Matières Premières : en avoir ou pas ?

Publié le 01/03/2010 - Philippe Maupas
Des vertus pour réduire le risque d'un portefeuille, mais une classe d'actifs très volatile

L'appétit phénoménal des géants émergents, notamment la Chine, pour les matières premières, ne fait que croître ; on entend des discours de plus en plus pessimistes quant à la pérennité de certaines matières premières fossiles (la théorie du "peak oil", qui sous-tend certains fonds d'investissement comme Sextant Peak Oil, envisage dans un futur proche que les réserves prouvées de pétrole commenceront de décroître) ; les fonds d'investissement répliquant la performance d'indices de matières premières sont de plus en plus répandus (sous forme d'OPCVM classiques ou d'ETF) ; le cours de l'once d'or fait la une des journaux.

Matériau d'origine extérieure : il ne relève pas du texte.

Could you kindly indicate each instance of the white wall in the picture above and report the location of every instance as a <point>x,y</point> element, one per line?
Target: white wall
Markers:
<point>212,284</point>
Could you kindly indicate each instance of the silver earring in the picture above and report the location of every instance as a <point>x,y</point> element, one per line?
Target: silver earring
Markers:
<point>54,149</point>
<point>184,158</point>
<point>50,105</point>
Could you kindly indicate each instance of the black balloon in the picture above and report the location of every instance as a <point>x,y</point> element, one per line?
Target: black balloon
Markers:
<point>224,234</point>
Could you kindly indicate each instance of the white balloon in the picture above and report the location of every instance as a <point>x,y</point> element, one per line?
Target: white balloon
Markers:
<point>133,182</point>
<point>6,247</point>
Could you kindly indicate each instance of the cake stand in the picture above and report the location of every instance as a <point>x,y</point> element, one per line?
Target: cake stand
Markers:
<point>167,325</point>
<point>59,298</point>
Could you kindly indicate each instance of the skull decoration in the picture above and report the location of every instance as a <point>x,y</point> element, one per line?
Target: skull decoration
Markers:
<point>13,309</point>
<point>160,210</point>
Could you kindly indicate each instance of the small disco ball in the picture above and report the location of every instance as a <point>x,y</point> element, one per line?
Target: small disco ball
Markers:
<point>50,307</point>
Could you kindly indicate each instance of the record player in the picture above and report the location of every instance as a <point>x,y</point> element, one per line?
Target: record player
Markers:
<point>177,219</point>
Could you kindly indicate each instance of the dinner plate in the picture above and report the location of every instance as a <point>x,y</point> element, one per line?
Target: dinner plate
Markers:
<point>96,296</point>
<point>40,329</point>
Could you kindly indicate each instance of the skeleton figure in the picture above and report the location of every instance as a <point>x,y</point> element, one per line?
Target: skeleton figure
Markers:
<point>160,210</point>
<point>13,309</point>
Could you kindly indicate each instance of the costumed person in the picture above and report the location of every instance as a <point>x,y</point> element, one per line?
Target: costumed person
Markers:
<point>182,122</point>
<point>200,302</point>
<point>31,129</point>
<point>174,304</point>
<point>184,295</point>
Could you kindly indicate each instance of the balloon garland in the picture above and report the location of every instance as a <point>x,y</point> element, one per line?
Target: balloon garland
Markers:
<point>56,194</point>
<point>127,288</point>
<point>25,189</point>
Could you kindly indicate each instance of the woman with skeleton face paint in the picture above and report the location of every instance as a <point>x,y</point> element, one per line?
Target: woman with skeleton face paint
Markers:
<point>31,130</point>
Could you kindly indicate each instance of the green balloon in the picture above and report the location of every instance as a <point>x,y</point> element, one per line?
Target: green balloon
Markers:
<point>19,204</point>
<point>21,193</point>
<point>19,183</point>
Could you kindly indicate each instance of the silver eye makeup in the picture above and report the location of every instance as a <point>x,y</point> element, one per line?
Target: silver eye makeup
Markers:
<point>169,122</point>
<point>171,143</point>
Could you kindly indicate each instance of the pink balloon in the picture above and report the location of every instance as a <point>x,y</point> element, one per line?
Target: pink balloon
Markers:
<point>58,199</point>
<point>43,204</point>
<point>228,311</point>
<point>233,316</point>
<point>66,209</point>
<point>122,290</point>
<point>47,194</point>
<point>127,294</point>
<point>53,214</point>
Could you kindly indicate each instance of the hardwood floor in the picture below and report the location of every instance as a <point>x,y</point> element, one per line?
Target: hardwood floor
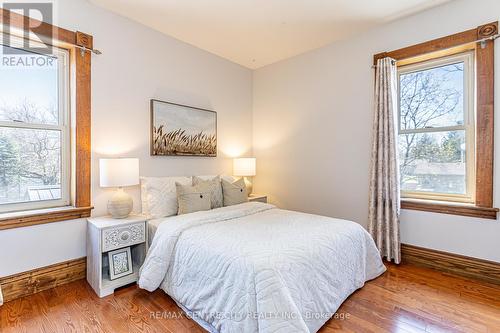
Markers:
<point>405,299</point>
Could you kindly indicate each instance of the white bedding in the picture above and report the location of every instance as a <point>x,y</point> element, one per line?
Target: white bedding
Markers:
<point>255,268</point>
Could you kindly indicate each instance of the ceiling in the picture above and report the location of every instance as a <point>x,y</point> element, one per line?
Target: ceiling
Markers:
<point>255,33</point>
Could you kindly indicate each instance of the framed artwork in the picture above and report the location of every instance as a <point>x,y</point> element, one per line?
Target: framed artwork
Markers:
<point>180,130</point>
<point>120,263</point>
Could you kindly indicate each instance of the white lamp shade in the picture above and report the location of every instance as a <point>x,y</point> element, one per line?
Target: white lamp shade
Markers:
<point>244,166</point>
<point>118,172</point>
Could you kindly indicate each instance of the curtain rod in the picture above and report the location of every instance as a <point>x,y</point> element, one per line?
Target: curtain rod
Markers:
<point>481,41</point>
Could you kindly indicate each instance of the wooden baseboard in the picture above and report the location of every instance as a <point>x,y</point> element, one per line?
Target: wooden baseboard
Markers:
<point>474,268</point>
<point>34,281</point>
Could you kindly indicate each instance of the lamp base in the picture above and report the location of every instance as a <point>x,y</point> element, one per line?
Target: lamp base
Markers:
<point>120,204</point>
<point>248,185</point>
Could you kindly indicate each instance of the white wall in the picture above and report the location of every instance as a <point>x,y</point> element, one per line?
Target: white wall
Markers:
<point>312,130</point>
<point>137,64</point>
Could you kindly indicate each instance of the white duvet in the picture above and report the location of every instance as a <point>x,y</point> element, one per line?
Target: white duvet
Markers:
<point>255,268</point>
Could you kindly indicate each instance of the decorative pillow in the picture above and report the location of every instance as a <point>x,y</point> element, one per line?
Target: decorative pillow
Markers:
<point>234,193</point>
<point>192,198</point>
<point>159,197</point>
<point>213,186</point>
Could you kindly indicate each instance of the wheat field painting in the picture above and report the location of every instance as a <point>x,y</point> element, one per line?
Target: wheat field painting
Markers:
<point>179,130</point>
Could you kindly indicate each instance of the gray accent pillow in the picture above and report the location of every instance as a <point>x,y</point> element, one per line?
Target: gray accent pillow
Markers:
<point>213,186</point>
<point>234,193</point>
<point>192,198</point>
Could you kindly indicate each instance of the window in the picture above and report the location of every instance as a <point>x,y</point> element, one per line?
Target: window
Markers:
<point>436,129</point>
<point>34,129</point>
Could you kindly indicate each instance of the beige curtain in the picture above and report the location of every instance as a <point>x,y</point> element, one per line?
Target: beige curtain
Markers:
<point>383,215</point>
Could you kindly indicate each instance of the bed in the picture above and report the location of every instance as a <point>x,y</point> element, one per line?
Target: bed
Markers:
<point>255,268</point>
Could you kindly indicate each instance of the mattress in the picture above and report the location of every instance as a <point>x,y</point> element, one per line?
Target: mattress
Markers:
<point>256,268</point>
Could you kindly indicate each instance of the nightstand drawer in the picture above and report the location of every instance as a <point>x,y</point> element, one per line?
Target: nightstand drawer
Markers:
<point>117,237</point>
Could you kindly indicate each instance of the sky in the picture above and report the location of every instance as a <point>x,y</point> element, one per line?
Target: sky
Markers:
<point>37,84</point>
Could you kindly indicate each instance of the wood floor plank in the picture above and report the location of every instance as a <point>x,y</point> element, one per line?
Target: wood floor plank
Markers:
<point>405,299</point>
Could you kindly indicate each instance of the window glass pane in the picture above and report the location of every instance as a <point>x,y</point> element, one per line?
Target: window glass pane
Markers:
<point>432,97</point>
<point>28,87</point>
<point>30,165</point>
<point>433,162</point>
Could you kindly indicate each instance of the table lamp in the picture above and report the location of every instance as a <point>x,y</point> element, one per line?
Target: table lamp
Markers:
<point>245,167</point>
<point>119,172</point>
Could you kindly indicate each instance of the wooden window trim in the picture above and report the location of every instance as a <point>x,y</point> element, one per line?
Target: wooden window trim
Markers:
<point>483,207</point>
<point>79,46</point>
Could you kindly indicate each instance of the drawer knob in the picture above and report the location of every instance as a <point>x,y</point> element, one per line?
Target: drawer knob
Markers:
<point>125,235</point>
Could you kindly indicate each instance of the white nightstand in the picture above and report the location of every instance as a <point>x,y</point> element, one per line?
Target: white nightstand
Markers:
<point>258,198</point>
<point>105,234</point>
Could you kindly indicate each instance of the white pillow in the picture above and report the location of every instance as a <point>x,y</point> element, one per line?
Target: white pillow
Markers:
<point>228,178</point>
<point>159,197</point>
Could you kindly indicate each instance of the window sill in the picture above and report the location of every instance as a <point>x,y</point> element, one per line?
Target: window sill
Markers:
<point>42,216</point>
<point>450,208</point>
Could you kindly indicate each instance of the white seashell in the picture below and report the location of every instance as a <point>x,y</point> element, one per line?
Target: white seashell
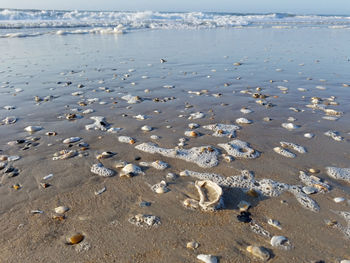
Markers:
<point>210,195</point>
<point>207,258</point>
<point>98,192</point>
<point>280,242</point>
<point>284,152</point>
<point>146,128</point>
<point>339,199</point>
<point>33,128</point>
<point>61,209</point>
<point>246,111</point>
<point>243,121</point>
<point>160,188</point>
<point>309,135</point>
<point>71,140</point>
<point>193,125</point>
<point>196,115</point>
<point>243,206</point>
<point>289,126</point>
<point>274,223</point>
<point>100,170</point>
<point>192,245</point>
<point>130,170</point>
<point>259,252</point>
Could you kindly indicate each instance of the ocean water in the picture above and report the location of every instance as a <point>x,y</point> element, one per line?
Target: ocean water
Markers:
<point>25,23</point>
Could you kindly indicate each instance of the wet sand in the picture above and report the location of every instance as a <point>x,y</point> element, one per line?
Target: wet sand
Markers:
<point>196,60</point>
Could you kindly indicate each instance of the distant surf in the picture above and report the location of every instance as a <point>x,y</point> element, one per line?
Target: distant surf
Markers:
<point>21,23</point>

Les matières premières sont dans l'air du temps comme elles ne l'ont jamais été, et semblent parées de toutes les vertus : quantité limitée + demande élevée = hausse garantie des cours.

Dans un récent document destiné aux professionnels*, Henry H. McVey, responsable de la Global Macro et de l'allocation d'actifs de Morgan Stanley Investment Management à New York, revient sur cette classe d'actifs en vogue. McVey utilise le GSCI - Goldman Sachs Commodity Index, pour représenter la classe d'actifs dans son analyse : cet indice est composé de matières premières énergétiques, de métaux industriels, de métaux précieux, de matières premières agricoles et de produits liés au bétail (voir la composition exacte ici).

Chacun des sous-jacents correspond à un contrat future, coté sur un marché réglementé, et permettant à des investisseurs de se positionner à l'achat ou à la vente sur le sous-jacent. Ces instruments financiers reflètent les anticipations à terme des investisseurs sur le cours de leur sous-jacent, à ce titre, ils permettent de s'exposer à ce cours.

Une bonne couverture contre l'inflation

McVey montre qu'historiquement (entre juillet 1959 et décembre 2004), les matières premières ont connu de bonnes performances en périodes de forte inflation, d'inflation en hausse ou de chocs d'inflation : dans ces 3 types de régime d'inflation, les actions et les obligations ont connu des performances négatives, là où les matières premières ont enregistré des hausses.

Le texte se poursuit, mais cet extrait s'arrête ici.